Imagine you're looking at a stock chart for Apple over the past 10 years. The price went from roughly $25 to $200, which sounds like a 700% gain.

On a linear-scale chart, the first 7 years look almost flat compared to the recent run. On a log-scale chart, you can see the stock compounded at a remarkably steady rate the whole time.

On a price-return chart, dividends are ignored. On a total-return chart, the actual experience of owning the stock includes ~50% more wealth from reinvested dividends and the small amount of share buybacks shifted to net repurchase.

Plotted against the S&P 500 Total Return on log scale, you can see Apple beat the index over the full window, by what margin, and during which years.

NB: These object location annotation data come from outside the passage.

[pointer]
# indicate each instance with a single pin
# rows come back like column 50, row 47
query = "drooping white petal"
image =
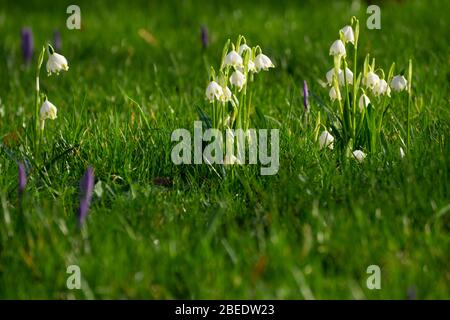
column 363, row 102
column 382, row 88
column 226, row 96
column 56, row 63
column 348, row 34
column 251, row 66
column 359, row 155
column 243, row 48
column 371, row 80
column 335, row 94
column 263, row 62
column 47, row 111
column 213, row 91
column 330, row 75
column 399, row 83
column 237, row 79
column 233, row 59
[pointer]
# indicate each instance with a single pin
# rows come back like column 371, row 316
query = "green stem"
column 37, row 102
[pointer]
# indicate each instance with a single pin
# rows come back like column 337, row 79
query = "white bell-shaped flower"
column 243, row 48
column 251, row 66
column 372, row 80
column 56, row 62
column 263, row 62
column 382, row 88
column 237, row 79
column 214, row 91
column 364, row 101
column 47, row 111
column 348, row 75
column 399, row 83
column 330, row 75
column 335, row 94
column 233, row 59
column 226, row 96
column 337, row 49
column 348, row 34
column 359, row 155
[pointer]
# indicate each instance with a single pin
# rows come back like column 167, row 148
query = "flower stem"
column 37, row 102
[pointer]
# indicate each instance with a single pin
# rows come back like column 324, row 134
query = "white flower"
column 359, row 155
column 372, row 80
column 326, row 140
column 382, row 88
column 348, row 75
column 237, row 79
column 335, row 94
column 47, row 111
column 348, row 34
column 244, row 47
column 233, row 59
column 56, row 62
column 251, row 66
column 262, row 62
column 214, row 91
column 399, row 83
column 337, row 49
column 363, row 102
column 231, row 159
column 226, row 95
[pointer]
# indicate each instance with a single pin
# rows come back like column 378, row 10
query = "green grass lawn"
column 156, row 230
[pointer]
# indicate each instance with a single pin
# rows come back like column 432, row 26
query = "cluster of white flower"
column 55, row 64
column 244, row 61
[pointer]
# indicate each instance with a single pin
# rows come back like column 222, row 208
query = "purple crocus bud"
column 22, row 178
column 204, row 37
column 27, row 45
column 86, row 189
column 305, row 96
column 57, row 43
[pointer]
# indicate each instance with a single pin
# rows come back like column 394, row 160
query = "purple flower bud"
column 22, row 178
column 204, row 37
column 86, row 189
column 305, row 96
column 27, row 45
column 57, row 43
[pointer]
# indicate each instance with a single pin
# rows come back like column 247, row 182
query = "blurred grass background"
column 308, row 232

That comparison is the one that matters.

What this means for you

When you're evaluating a stock or portfolio:

  • Use log scale for any window over 2-3 years
  • Use total return, not price return
  • Always plot against a relevant benchmark
  • Look at the worst drawdown, not just the average return
  • Don't draw lines or patterns over the chart

Charts are useful when you read them carefully. Most beginners get burned because they're reading the wrong scale, the wrong return type, or the wrong window.